Posté le 08 sept. 2014 dans 08 sept. 2014 dans Billets

Pourquoi Dior et la photographie ?

Granville c’est un peu loin en Normandie, mais il y a là-bas la maison d’enfance de Christian Dior. Transformée depuis plusieurs années en musée, la villa les Rhumbs accueille pour la saison une exposition sur les rapports étroits de la photo et la maison Dior.   Barbara Jeauffroy Mairet, commissaire associée a eu la gentillesse de nous raconter les coulisses de la préparation.

Pourquoi avoir choisi la photographie ?

Ce thème n’avait encore jamais été abordé dans nos expositions. Ca a été pour nous l’occasion de faire des recherches spécifiques : le fond Condé Nast, le fond du magazine Elle, des recherches au musée des arts décoratifs et au musée Galliera.

Nous avons procédé à un dépouillement systématique (pour le magazine Elle jusqu’en 1964). Cela nous a permis de faire de jolies découvertes.

La photo est-elle abordée uniquement sur la période Christian Dior ?

Non, la photo est prise en compte pour la vie de la maison Dior, de son fondateur à Raf Simons. Les photographes présentés sont entre autre Irving Penn, Horst, Sarah Moon mais aussi Patrick Demarchelier et Inez van Lamsveerde Vinooh Matadin qui sont très présents aujourd’hui dans la maison Dior.

Inez van Lamsweerde et Vinoodh Matadin, 2012. Dans la galerie des Glaces du château de Versailles, robe de la collection Prêt-à-Porter automne 2012. © Inez van Lamsweerde et Vinoodh Matadin.

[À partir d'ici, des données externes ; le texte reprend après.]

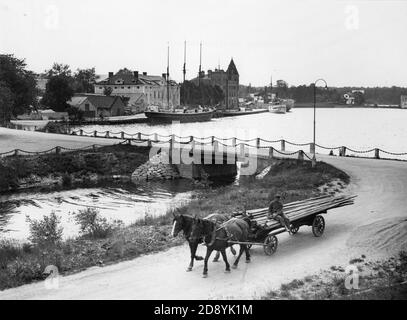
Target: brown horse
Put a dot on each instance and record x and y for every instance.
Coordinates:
(218, 237)
(184, 223)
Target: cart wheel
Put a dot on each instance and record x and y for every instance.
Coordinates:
(318, 225)
(294, 230)
(270, 245)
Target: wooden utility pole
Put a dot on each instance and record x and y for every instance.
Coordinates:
(168, 76)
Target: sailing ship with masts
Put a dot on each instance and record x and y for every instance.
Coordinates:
(182, 113)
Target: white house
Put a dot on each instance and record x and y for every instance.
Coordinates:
(142, 90)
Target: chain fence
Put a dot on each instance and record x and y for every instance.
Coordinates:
(259, 143)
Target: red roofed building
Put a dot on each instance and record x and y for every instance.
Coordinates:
(227, 80)
(96, 106)
(142, 90)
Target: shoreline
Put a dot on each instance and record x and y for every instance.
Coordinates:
(129, 242)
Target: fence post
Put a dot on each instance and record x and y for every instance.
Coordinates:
(312, 148)
(300, 155)
(171, 148)
(342, 151)
(242, 150)
(376, 153)
(282, 145)
(271, 151)
(215, 146)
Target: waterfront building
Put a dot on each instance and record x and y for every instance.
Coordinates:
(141, 89)
(96, 105)
(227, 80)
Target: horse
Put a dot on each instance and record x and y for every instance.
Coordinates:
(217, 238)
(184, 222)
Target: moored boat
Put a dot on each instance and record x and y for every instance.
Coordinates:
(278, 108)
(180, 113)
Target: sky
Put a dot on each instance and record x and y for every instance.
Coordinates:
(348, 43)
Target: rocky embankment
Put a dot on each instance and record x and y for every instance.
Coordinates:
(156, 168)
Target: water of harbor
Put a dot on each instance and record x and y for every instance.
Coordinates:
(356, 128)
(126, 203)
(359, 129)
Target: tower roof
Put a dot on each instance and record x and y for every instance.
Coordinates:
(232, 68)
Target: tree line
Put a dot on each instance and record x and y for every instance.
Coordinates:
(19, 93)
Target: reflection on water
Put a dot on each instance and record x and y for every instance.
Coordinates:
(127, 203)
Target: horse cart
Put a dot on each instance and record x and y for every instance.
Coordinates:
(264, 231)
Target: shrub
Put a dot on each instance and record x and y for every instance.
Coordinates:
(9, 250)
(93, 225)
(45, 232)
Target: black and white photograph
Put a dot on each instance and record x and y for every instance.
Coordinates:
(228, 152)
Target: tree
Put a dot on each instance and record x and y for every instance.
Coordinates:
(84, 80)
(75, 114)
(359, 97)
(59, 69)
(58, 91)
(18, 85)
(107, 91)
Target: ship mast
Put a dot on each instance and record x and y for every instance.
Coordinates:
(200, 64)
(184, 70)
(168, 76)
(200, 71)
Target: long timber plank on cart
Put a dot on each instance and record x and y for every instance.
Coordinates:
(300, 209)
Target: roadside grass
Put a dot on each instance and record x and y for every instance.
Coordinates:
(380, 280)
(22, 263)
(72, 166)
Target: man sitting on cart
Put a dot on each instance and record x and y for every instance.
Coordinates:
(276, 212)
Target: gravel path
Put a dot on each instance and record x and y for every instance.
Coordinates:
(373, 226)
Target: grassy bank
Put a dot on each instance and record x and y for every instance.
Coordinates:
(70, 168)
(23, 263)
(377, 280)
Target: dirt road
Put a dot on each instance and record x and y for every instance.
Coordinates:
(376, 225)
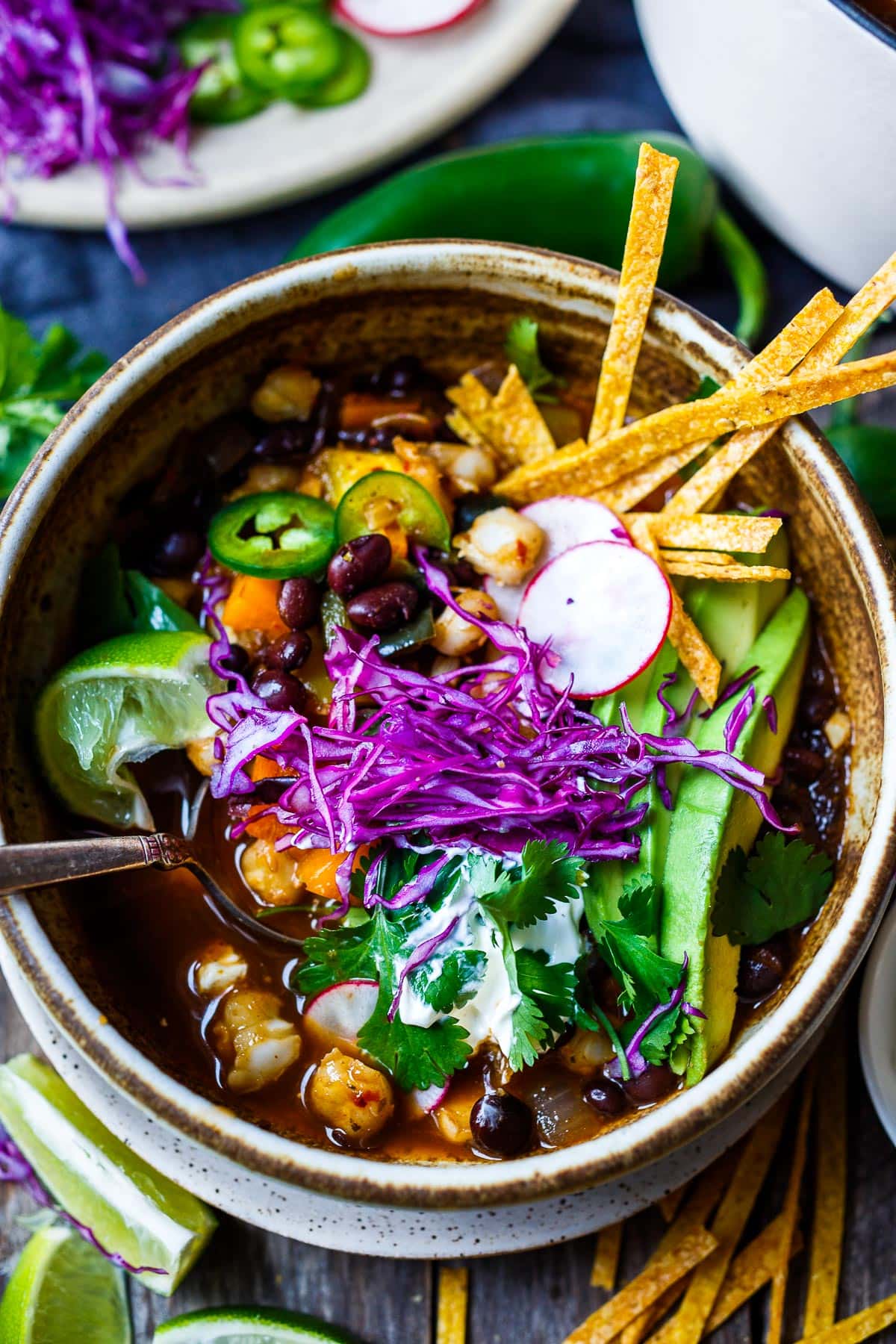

Inez van Lamsweerde et Vinoodh Matadin, 2012.
Dans la galerie des Glaces du château de Versailles, robe de la collection Prêt-à-Porter automne 2012. © Inez van Lamsweerde et Vinoodh Matadin.

Dominique Isserman nous a accordé une interview. Ses tirages présentés à Granville sont d’une qualité exceptionnelle. Elle en a supervisé l’exécution et cela procure beaucoup d‘émotions en observant ses photos.   C’est une démarche que nous avons privilégiée : avoir le maximum de tirages originaux et validés par le photographe quand cela était possible.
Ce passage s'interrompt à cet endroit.